The U.N. special rapporteur on torture found that “solitary confinement beyond 15 days constitutes torture” and called for a complete ban on its use, "for any duration,” on people with mental disabilities.
Confined to a 13-by-7-foot concrete cell for 23 hours a day, Romero — who had been diagnosed with schizophrenia — spent his final days battling the voices in his head. Nearing the end of his 21st day in in solitary, Romero killed himself in the tiny cell.
Romero was being held at the Stewart Detention Center in rural Georgia, one of the largest U.S. Immigration and Customs Enforcement facilities in the country. But ICE does not run the detention center: It is operated by the private prison company CoreCivic.
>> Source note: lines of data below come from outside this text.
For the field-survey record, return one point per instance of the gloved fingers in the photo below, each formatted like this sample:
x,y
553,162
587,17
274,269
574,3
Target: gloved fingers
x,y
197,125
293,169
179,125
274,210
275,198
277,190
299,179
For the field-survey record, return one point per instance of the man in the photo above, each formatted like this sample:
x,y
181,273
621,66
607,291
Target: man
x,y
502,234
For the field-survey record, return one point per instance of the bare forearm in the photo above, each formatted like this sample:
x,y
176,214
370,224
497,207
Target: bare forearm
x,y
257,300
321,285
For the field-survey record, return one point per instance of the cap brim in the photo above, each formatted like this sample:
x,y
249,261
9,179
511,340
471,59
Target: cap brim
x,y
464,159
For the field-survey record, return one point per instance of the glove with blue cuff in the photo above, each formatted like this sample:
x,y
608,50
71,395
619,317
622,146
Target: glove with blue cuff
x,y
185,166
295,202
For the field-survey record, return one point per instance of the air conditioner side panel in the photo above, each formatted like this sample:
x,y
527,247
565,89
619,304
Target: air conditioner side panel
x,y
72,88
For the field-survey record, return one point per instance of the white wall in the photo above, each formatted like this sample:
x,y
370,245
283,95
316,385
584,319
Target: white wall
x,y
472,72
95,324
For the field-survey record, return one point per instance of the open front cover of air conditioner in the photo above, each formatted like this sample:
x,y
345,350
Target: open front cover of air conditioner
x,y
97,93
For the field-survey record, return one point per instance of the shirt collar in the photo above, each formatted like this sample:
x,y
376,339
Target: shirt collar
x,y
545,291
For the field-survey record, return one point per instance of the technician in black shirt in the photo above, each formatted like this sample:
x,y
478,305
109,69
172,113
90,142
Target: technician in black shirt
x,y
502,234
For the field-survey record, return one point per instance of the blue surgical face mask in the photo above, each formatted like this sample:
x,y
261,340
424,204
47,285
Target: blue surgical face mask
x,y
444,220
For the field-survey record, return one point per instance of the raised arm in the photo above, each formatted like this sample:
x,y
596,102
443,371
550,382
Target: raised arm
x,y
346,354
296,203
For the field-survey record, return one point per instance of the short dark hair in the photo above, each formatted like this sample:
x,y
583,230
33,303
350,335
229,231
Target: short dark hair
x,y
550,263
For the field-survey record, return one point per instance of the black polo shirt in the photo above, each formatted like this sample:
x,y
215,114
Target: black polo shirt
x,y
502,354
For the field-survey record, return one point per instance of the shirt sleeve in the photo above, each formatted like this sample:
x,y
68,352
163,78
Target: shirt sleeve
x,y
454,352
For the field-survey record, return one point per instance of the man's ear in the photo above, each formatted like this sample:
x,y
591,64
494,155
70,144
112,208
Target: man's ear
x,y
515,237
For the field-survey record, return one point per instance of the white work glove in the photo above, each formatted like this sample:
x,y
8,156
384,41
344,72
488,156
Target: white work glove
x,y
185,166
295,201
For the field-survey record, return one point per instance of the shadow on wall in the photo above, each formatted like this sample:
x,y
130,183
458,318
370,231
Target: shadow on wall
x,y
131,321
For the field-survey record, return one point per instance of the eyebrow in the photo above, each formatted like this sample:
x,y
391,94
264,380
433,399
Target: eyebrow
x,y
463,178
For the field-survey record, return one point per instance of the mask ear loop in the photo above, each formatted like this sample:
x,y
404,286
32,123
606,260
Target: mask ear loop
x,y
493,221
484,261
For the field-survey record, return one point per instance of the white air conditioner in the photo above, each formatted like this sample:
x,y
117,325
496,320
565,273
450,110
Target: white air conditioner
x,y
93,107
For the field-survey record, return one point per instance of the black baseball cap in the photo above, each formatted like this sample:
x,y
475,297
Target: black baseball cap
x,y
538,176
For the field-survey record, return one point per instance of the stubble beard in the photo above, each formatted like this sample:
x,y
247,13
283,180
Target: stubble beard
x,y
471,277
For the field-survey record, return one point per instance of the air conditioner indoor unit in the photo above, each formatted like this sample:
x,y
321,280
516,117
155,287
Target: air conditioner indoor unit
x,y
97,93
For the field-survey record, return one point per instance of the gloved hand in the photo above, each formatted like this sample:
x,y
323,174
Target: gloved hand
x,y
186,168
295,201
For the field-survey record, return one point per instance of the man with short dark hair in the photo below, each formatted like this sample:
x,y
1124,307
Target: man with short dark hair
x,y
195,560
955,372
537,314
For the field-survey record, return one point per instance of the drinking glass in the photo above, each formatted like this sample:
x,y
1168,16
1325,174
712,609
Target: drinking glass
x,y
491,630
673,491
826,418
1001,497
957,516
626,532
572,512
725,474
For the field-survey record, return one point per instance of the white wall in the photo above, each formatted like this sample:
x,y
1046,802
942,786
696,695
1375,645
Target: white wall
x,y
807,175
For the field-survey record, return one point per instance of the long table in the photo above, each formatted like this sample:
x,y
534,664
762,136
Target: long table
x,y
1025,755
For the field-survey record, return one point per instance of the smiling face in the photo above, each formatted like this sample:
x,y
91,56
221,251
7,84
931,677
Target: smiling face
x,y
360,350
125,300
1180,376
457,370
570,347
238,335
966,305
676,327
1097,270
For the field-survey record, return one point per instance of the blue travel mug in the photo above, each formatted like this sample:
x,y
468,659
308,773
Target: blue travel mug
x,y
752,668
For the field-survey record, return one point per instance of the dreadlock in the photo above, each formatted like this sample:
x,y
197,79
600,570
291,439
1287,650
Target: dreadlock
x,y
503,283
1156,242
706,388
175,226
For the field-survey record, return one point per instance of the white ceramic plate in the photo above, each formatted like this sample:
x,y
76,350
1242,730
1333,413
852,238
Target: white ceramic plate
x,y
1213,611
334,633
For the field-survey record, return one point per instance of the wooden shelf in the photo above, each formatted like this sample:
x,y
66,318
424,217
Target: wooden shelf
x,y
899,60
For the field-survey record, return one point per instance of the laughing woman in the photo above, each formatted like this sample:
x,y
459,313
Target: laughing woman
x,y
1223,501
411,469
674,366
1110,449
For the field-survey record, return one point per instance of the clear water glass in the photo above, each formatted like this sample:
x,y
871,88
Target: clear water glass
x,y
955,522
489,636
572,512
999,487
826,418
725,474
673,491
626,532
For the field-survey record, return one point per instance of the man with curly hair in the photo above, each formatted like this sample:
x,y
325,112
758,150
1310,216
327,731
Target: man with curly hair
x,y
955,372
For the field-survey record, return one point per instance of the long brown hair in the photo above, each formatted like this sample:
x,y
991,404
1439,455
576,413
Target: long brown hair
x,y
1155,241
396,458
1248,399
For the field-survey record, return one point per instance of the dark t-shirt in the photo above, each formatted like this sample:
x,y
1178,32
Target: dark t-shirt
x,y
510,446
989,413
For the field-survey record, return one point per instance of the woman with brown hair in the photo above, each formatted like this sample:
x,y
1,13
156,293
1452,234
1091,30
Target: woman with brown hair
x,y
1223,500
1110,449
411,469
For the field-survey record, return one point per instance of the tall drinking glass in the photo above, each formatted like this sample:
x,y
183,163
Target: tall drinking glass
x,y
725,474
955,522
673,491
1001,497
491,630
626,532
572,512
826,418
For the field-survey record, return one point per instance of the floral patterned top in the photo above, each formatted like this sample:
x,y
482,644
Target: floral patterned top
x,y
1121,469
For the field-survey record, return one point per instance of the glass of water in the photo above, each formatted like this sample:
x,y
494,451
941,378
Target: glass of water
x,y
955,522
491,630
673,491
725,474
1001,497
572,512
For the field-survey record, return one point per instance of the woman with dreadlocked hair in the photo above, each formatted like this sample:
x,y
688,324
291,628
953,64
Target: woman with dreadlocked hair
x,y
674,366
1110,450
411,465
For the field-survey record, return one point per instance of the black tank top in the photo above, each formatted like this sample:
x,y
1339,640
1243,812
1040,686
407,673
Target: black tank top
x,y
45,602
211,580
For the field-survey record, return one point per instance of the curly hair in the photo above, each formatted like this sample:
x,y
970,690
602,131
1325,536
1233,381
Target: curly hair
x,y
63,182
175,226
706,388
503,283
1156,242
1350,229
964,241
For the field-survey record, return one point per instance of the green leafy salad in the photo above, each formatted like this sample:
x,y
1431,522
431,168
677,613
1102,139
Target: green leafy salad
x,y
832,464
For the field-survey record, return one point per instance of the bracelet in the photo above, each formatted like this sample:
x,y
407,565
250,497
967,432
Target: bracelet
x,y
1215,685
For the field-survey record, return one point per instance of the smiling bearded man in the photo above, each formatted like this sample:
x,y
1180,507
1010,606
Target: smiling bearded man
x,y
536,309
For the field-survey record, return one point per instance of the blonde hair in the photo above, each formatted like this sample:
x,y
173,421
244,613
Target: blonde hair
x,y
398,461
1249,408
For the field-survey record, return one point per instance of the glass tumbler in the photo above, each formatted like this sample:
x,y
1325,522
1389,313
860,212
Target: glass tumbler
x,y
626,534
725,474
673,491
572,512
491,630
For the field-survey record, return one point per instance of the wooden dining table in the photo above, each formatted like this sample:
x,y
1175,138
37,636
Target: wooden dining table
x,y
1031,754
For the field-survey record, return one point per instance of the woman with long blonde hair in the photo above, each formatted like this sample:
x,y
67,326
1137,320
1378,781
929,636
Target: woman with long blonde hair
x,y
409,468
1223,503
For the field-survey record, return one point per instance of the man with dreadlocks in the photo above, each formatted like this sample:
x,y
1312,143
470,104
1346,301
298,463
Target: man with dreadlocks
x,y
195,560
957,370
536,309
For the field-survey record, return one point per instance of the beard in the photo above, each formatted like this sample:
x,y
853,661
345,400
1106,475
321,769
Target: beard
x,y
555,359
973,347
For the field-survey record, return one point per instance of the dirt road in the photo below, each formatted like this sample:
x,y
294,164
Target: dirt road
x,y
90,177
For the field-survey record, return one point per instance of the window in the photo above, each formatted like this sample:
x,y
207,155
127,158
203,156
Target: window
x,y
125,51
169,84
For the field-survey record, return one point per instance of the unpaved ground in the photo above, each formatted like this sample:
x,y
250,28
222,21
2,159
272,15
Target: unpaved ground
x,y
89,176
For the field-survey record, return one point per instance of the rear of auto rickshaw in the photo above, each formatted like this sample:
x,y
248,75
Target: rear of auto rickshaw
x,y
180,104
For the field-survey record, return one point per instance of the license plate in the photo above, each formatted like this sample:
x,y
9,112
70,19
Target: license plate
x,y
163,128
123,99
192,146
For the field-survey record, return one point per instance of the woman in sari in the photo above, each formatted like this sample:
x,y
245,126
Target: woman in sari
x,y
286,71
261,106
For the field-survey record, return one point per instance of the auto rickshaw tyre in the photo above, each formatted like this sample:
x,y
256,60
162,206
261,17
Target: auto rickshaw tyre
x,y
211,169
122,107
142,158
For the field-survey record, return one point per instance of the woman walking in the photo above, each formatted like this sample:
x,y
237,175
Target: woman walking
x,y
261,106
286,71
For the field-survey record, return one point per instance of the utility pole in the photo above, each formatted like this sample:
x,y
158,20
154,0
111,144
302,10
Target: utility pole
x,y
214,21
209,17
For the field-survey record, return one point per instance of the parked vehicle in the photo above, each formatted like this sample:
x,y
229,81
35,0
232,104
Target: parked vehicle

Cases of death in ICE custody are often shrouded in secrecy, with few details released to the public. But documents, video, and audio obtained by The Intercept and WNYC’s The Takeaway offer a rare look into the country’s opaque immigration detention system.
From the intake process to the disciplinary process — and even on the night he took his own life — the CoreCivic staff neglected to properly care for the man in their custody.
Relying on security camera footage and state investigators’ audio interviews with medical staff, correctional staff, and other men held in the same solitary confinement cell block, this film documents, in its entirety, the final 18 hours of Romero’s 21st day in solitary — his last day alive — as told by the people who witnessed and participated in the events firsthand.
The film provides a harrowing but necessary account of the stunning neglect and publicly funded torture that drove a 40-year-old Mexican immigrant with schizophrenia to suicide.